En fait, l'Occident, en rencontrant la culture zombi, l'a exploitée pour répondre à ses propres angoisses ?
Oui, le concept a été utilisé et transformé. Or les angoisses occidentales tournent précisément autour des grandes épidémies. Ce qui explique aussi le pasteurisme, les vaccinations, les antibiotiques. Mais en nous-mêmes, on a aussi cette peur de l'autre. Le zombie est donc toujours différent et étranger.
Mais comment la culture zombi est passée d'Haïti aux Etats-Unis ?
Des anthropologues américains sont venus en Haïti. D'autant plus que l'île était sous domination américaine. Il y a notamment William Seabrook qui a écrit "l'Ile magique". Et en fait, tous ces livres ont été lus ensuite par des scénaristes américains qui ont décidé de transformer tout ça en "la Nuit des morts-vivants".
Rajoutez à cela la fascination pour le vaudou qui a existé avec des croyances un peu comparables aux Etats-Unis (Nouvelle-Orléans, Louisiane, Floride aussi). Tout cela était aux portes des Américains…
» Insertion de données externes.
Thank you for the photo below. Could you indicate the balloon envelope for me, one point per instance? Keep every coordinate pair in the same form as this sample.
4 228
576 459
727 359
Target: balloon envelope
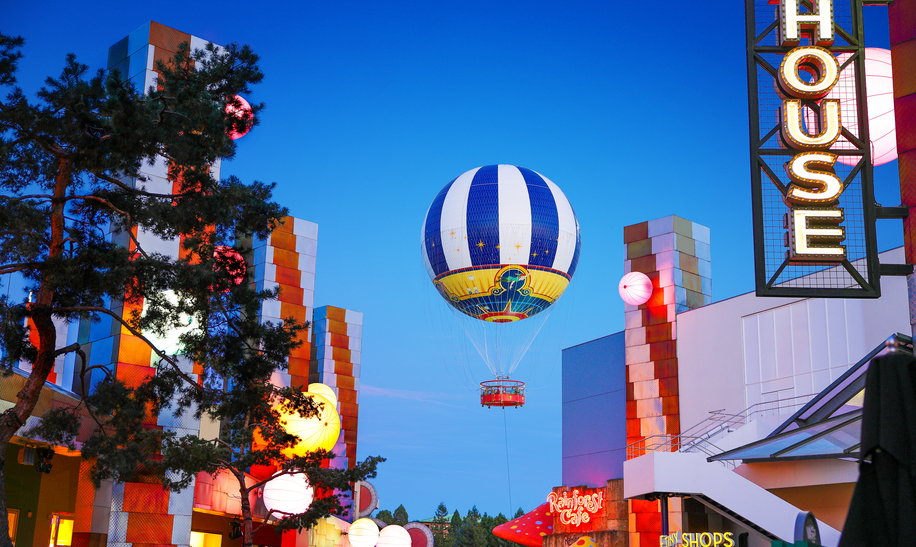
500 243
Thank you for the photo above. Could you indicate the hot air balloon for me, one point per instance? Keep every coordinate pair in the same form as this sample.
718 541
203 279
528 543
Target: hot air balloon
501 244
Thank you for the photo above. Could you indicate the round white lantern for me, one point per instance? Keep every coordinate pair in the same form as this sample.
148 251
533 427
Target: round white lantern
363 533
635 288
394 536
290 494
325 391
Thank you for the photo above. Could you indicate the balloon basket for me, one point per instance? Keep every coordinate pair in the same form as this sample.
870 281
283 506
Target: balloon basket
502 392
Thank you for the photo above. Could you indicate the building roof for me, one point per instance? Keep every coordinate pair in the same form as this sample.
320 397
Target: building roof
829 426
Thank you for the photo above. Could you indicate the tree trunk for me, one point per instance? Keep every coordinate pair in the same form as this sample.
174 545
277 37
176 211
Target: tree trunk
247 522
41 313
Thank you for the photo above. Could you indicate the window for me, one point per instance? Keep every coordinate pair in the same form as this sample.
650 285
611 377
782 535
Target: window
206 539
61 530
13 516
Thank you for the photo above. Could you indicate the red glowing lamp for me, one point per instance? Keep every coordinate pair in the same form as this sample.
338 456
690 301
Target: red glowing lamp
635 288
232 261
238 113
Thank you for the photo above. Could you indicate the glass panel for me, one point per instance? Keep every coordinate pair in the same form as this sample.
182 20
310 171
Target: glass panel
833 443
204 539
843 438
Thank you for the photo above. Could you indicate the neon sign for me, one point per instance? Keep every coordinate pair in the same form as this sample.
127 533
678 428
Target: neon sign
814 219
576 509
700 539
811 168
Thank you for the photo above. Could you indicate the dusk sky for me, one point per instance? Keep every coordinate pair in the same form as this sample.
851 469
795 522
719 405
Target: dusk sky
635 110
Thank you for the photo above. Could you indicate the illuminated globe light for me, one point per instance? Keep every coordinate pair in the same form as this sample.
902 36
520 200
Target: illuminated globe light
318 432
325 391
879 89
238 112
635 288
394 536
290 494
363 533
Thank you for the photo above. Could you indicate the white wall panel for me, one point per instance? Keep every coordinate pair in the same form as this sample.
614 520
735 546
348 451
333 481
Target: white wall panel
767 329
801 339
836 333
751 350
782 318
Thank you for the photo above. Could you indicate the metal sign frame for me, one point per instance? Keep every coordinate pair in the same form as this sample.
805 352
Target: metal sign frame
856 276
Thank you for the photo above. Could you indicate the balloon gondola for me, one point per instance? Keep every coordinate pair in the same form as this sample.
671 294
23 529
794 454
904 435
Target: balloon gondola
500 244
502 392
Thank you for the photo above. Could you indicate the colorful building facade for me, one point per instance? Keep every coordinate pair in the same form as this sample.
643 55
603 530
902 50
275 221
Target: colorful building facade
51 498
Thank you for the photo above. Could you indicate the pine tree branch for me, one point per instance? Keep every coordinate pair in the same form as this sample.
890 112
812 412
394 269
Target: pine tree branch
121 185
162 355
69 349
44 197
125 214
10 268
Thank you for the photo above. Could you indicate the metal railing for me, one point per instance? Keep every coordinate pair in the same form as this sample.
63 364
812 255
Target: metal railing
700 437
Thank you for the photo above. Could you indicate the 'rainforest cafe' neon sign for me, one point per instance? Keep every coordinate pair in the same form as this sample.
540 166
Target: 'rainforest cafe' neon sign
576 509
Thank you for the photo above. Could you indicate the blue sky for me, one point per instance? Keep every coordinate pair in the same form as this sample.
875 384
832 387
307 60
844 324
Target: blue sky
372 107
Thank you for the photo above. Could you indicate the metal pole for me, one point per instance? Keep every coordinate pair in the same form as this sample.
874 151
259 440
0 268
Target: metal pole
664 508
904 10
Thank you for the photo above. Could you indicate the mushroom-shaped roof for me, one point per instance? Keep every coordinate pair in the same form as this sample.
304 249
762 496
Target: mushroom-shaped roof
528 529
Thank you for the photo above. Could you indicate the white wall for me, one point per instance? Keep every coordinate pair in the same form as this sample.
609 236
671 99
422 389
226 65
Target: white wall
744 350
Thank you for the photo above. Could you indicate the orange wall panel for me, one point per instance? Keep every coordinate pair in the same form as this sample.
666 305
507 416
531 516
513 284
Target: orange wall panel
283 240
145 498
343 369
346 382
296 311
287 259
340 341
289 293
133 350
289 276
149 528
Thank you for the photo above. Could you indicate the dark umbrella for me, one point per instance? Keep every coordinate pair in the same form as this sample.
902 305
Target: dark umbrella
883 508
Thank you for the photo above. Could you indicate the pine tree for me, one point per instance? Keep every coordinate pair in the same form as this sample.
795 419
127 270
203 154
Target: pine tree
441 536
455 523
65 172
400 516
471 533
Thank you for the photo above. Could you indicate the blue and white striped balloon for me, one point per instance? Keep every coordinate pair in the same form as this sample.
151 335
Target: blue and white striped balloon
500 242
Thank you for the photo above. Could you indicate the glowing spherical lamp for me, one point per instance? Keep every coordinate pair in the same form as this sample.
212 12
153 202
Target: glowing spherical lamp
363 533
238 112
635 288
290 494
879 89
318 432
325 391
394 536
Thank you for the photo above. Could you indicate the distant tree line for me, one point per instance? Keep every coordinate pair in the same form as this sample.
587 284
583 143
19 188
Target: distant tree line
474 530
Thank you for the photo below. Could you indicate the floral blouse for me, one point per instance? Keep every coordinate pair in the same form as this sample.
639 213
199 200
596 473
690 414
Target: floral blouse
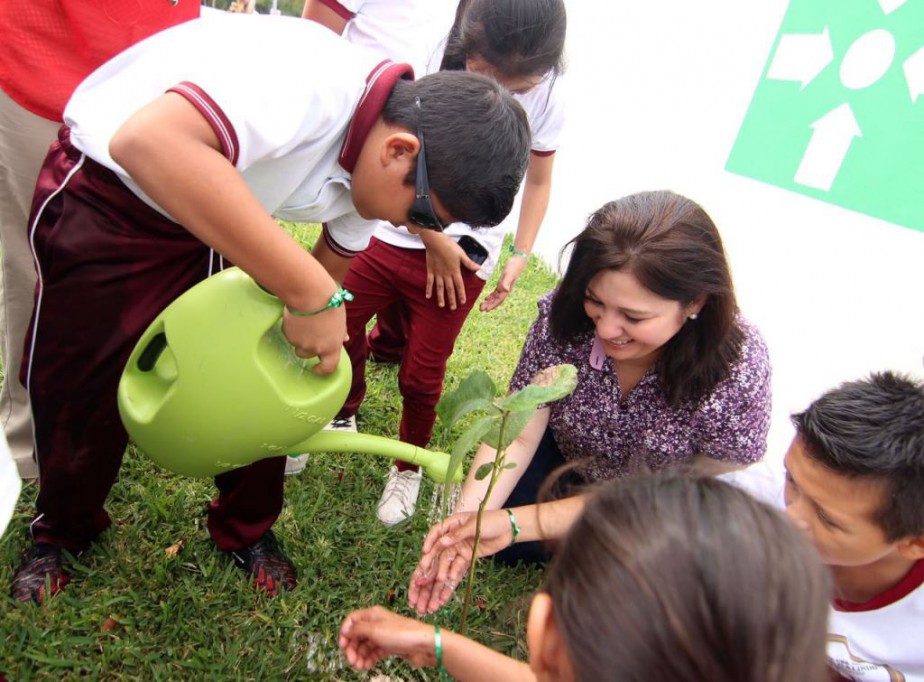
616 434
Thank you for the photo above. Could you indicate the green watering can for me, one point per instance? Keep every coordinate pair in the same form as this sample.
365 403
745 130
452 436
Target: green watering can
213 385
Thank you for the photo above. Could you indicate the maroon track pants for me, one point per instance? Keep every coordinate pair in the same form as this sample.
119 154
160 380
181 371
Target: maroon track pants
384 278
108 264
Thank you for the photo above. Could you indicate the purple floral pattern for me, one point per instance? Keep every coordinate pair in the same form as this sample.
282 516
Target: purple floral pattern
615 436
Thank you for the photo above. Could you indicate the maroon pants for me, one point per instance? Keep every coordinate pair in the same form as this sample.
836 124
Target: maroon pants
383 279
108 264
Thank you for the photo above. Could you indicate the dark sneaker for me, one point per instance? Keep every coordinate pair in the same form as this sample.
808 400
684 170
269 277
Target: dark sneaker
41 574
267 564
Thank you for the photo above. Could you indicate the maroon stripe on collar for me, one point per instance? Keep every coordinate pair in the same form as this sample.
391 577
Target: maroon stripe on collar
214 115
379 84
339 9
913 580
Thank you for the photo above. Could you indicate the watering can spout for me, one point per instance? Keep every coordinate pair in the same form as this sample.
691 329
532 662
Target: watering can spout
213 385
436 464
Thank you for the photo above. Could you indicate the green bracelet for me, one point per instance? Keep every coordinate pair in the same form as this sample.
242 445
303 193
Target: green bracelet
335 301
517 252
438 645
513 525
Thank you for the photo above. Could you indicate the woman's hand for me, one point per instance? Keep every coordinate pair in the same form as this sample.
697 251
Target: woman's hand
447 555
445 260
369 635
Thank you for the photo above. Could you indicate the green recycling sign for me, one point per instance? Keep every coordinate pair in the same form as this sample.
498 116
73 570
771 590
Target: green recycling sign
839 112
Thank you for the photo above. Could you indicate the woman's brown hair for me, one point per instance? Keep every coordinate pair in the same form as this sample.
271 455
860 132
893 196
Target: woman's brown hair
673 248
673 579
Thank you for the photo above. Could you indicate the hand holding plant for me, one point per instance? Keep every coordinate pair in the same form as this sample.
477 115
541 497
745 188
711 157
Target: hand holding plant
447 555
503 419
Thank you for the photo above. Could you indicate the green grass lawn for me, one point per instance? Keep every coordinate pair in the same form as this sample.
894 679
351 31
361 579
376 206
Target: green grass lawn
136 613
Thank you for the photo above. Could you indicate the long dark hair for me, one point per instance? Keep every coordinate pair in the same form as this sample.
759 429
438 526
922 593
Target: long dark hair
674 250
672 579
519 38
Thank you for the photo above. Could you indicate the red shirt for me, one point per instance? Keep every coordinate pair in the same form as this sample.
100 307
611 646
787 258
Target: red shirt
49 46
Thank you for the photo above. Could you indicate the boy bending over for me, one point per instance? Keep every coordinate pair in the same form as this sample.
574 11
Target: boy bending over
176 155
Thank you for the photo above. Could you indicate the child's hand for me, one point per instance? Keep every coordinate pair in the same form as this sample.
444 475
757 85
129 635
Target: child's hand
447 554
321 335
369 635
445 260
512 271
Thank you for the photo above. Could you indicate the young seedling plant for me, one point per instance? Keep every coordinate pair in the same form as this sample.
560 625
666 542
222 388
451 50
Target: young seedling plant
501 421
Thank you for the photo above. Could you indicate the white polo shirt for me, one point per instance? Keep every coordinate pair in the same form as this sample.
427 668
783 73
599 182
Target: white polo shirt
410 30
881 640
290 102
415 31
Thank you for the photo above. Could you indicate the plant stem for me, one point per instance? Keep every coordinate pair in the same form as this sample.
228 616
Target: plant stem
500 459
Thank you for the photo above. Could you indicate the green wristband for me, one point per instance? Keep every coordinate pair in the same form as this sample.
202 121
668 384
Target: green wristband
438 645
516 252
335 301
513 525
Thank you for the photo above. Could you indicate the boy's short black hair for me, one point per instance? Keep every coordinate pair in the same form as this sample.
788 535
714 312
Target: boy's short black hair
477 138
874 427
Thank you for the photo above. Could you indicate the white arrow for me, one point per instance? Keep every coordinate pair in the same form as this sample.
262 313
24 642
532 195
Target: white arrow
914 74
801 57
825 153
889 6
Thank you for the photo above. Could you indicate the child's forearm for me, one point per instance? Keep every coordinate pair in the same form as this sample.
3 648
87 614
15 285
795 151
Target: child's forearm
469 661
548 520
537 188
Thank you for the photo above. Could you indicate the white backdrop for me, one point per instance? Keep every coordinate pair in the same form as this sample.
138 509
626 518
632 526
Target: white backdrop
657 90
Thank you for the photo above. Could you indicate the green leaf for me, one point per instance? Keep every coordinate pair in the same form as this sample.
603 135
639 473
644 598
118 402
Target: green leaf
484 470
516 422
470 438
474 393
552 383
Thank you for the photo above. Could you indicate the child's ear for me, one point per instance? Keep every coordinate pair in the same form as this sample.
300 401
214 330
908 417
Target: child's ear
399 146
548 657
912 548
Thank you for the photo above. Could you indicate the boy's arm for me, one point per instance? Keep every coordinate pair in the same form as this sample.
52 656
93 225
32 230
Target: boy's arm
445 259
537 189
324 15
332 261
175 157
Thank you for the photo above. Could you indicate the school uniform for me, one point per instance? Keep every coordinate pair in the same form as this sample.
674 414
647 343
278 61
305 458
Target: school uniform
49 46
881 638
875 641
389 278
110 259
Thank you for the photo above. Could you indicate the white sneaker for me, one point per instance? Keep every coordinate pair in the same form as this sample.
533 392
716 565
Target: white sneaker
346 424
399 498
296 465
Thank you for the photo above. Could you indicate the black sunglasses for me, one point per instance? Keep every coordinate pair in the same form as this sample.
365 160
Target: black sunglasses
422 212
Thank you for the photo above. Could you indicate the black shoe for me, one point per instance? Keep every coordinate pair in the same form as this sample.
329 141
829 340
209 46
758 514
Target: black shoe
267 564
40 575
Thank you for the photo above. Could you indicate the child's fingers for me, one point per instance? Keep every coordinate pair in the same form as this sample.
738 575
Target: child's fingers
328 362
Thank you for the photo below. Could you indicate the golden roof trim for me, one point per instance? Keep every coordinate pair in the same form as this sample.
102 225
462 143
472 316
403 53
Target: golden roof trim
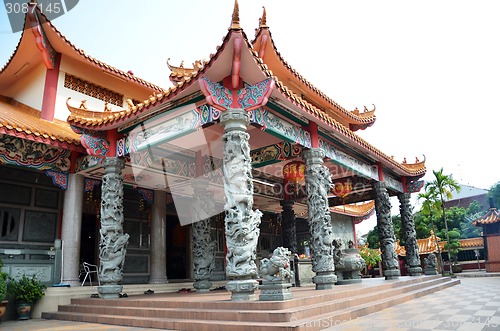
359 118
292 97
94 61
355 210
235 19
263 19
21 119
491 217
416 169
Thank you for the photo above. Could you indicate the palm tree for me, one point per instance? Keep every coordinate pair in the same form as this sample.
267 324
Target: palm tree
432 206
442 186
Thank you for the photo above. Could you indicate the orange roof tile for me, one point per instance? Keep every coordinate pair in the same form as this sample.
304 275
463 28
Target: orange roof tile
492 216
355 117
356 210
93 121
428 245
20 120
106 67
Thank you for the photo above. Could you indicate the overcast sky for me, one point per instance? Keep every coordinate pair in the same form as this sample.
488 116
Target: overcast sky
432 68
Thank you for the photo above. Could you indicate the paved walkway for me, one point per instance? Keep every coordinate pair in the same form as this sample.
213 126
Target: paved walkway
474 305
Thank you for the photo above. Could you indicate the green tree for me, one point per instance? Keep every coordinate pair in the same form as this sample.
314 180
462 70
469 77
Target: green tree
453 246
442 186
431 206
372 238
494 193
467 230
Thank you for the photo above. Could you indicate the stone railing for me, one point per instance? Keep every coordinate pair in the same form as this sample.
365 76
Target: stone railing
45 264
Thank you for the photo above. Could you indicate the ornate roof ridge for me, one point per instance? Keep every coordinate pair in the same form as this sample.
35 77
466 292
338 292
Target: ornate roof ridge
367 117
492 216
180 73
95 61
356 210
89 119
416 169
15 50
26 127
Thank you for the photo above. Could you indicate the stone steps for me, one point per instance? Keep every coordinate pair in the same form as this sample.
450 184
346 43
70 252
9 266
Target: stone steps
310 309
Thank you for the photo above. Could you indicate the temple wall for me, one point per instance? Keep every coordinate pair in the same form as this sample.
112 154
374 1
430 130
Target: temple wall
97 77
493 261
29 89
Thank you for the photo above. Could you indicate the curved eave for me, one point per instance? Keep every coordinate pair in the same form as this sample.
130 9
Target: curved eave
355 210
491 217
94 120
9 61
41 138
21 121
99 121
330 124
81 54
355 120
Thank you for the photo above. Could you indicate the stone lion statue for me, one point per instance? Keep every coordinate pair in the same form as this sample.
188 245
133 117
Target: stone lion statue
278 266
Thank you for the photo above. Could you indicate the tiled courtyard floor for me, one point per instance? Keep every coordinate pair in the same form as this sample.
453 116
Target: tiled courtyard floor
472 305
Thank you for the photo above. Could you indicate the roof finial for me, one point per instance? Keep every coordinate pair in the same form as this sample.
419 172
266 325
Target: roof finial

Il y a des cas de résurrections dans la Bible. Et si Jésus était un zombi ?
[Rires] C'est une hypothèse assez audacieuse. Pourquoi pas ? Il faudrait en parler avec des théologiens. Mais Lazare avant lui meurt, ce que Jésus ne supporte pas. Et Jésus lui dit : "Lève-toi et marche."
Il y a donc aussi, derrière tout ça, le fantasme de vouloir faire revenir les morts, non ?
Pas vraiment. En fait, le fantasme, ce n'est pas de faire revenir les morts, c'est de jouer avec. On provoque un décès aux yeux de tous en sachant très bien que ce n'est pas la vraie mort, mais en même temps... Si jamais on ne va pas la chercher, la personne meurt quand même.
A la fin du livre, vous parlez de la fonction sociale du zombi et vous dites qu'on peut l'appliquer en Occident. Comment ça ?
Ce schéma du zombi haïtien, de mort social, c'est-à-dire d'une personne volontairement exclue de la société parce qu'elle fait du mal ou parce qu'elle ne présente plus d'intérêt, existe aussi chez nous.
Les personnes âgées, les détenus de longue peine, les mélancoliques, les cas psychiatriques, tout ça, c'est exactement le même "pattern" pour reprendre l'expression de Claude Lévi-Strauss. Il y a des morts sociales partout.